The criminals behind this operation do not rely on exotic tricks or newly discovered software flaws. They use the same Windows administration tools your IT team uses every single day: things like PsExec, which lets administrators run programs on remote machines; WMIC, a command-line tool for managing Windows systems; and PowerShell, the scripting language baked into almost every modern Windows computer. The malware tries up to 21 different methods to hop from one machine to another inside a network. If one fails, it tries the next.

How does this ransomware actually get around inside a company?

Once the criminals break into a single machine, the software scans the internal network for other computers it can reach, drops a copy of itself onto a shared folder (the kind any Windows network uses to move files around), and then tries to run that copy remotely. It keeps going until it has spread as far as it can.

Before locking any files, it does something arguably more damaging. It switches off Microsoft Defender (Windows's built-in antivirus), deletes shadow copies (the automatic backup snapshots Windows quietly keeps in the background), and stops services tied to databases, backup platforms, and security monitoring tools. By the time the actual file encryption starts, the organisation's ability to detect the attack or recover from it has already been stripped away.
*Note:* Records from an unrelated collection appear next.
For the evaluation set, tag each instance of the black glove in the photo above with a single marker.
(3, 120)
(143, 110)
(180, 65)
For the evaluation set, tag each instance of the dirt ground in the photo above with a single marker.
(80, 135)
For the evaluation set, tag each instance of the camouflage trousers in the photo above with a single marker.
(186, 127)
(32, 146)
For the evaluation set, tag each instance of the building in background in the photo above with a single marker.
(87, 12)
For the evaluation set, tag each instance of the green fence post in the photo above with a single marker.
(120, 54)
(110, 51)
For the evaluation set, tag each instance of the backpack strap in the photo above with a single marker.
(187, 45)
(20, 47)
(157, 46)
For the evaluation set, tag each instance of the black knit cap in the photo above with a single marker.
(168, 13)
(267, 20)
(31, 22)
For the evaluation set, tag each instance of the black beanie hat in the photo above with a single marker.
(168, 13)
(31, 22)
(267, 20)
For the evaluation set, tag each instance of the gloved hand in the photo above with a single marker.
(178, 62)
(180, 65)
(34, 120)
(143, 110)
The encryption itself uses a scheme called Curve25519 combined with XChaCha20, generating a unique key for each file. In practice, that means there is no single master key a researcher can extract and publish. Picus Security noted that encrypted files in one sample were tagged with the extension .umc16h, though other campaigns have used different labels.

The failure mode here is a common one. Organisations buy backup software and endpoint protection tools, tick the boxes in their audit, and assume they are covered. The Gentlemen specifically targets those tools first. If your backups sit on the same internal network and authenticate against the same directory your attackers have already broken into, they are not a safety net. They are part of the problem.

For ordinary people whose data sits inside hospitals, schools, or financial firms that could be targeted: watch for unexpected communications from these organisations about data breaches, and treat any follow-up emails claiming to be from them with extra suspicion. The group also steals data before locking it and threatens to publish it if the ransom goes unpaid.

If your organisation has not tested whether its backups actually work when the network around them is partially broken, today is a better day to find out than during an incident.